Abstracts
Degrees of Logical Competence
MARCELLO D’AGOSTINO University of FerraraIs logical competence a matter of degree? It is uncontroversial that we may be perfectly able to conceive and understand sentences that are logically inconsistent without being able to recognize their inconsistency. And we may well understand a set of sentences without realizing that, taken together, they logically entail some other sentence. It is also commonly assumed that the capability of correctly recognizing inconsistency or logical entailment comes in degrees. How can such degrees of “logical depth” be defined, measured and experimentally texted? While being of crucial importance for the study of human (and non-human) cognition, this issue has been surprisingly neglected in the logical literature. We argue that this situation depends on the fact that most popular logical theories are inadequate to account for natural approximations to the idealized logically omniscient agents they deal with. Indeed, these theories overdefine the meaning of the logical operators to the effect that any agent who fully understands this meaning must, ipso facto, be logically omniscient. This clashes with our intuition and with the known fact that most interesting logical systems are either undecidable or most likely to be intractable. Building on some remarks by W.V.O Quine, we put forward an alternative, more primitive, view of the meaning of the logical operators – that we call “the informational view” – according to which an agent who understands this primitive meaning is committed to correctly recognizing only a minimal (and feasible) subset of classically valid inferences.
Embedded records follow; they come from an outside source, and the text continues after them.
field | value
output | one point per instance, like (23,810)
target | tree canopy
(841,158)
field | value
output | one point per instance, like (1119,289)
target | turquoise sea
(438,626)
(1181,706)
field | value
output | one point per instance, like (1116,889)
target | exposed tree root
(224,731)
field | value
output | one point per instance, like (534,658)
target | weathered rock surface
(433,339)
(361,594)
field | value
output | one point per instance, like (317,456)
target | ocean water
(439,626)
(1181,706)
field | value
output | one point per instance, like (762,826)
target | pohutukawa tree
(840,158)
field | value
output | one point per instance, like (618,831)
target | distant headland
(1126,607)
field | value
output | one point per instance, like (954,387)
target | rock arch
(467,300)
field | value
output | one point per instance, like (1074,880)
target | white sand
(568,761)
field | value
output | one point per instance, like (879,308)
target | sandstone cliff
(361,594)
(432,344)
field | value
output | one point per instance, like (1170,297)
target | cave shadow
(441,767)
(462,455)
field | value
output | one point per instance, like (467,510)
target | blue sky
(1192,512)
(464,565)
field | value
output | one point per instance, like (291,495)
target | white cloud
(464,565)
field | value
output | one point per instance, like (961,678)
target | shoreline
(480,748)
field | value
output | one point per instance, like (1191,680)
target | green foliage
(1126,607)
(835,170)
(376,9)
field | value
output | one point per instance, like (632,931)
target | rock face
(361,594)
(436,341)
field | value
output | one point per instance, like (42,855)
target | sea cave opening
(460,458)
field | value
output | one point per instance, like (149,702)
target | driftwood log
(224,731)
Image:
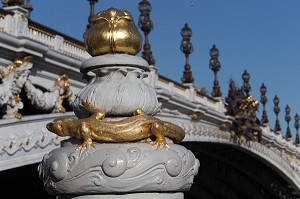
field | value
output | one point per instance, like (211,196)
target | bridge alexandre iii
(45,75)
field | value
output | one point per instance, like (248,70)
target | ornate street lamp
(288,134)
(264,100)
(276,110)
(28,7)
(92,12)
(13,2)
(187,48)
(296,125)
(246,85)
(215,66)
(146,25)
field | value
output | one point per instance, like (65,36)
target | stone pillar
(126,152)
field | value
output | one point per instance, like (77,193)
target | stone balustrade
(18,25)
Deeper valid inferences can be recognized by means of the additional logical capability of manipulating “virtual information”, i.e. information that the agent does not actually possess. The depth at which this additional competence can be recursively used in reasoning, naturally leads to defining degrees of logical depth that can be associated on the one hand to the cognitive effort required to perform a given reasoning task, and on the other to the amount of computational resources that are available to the agent.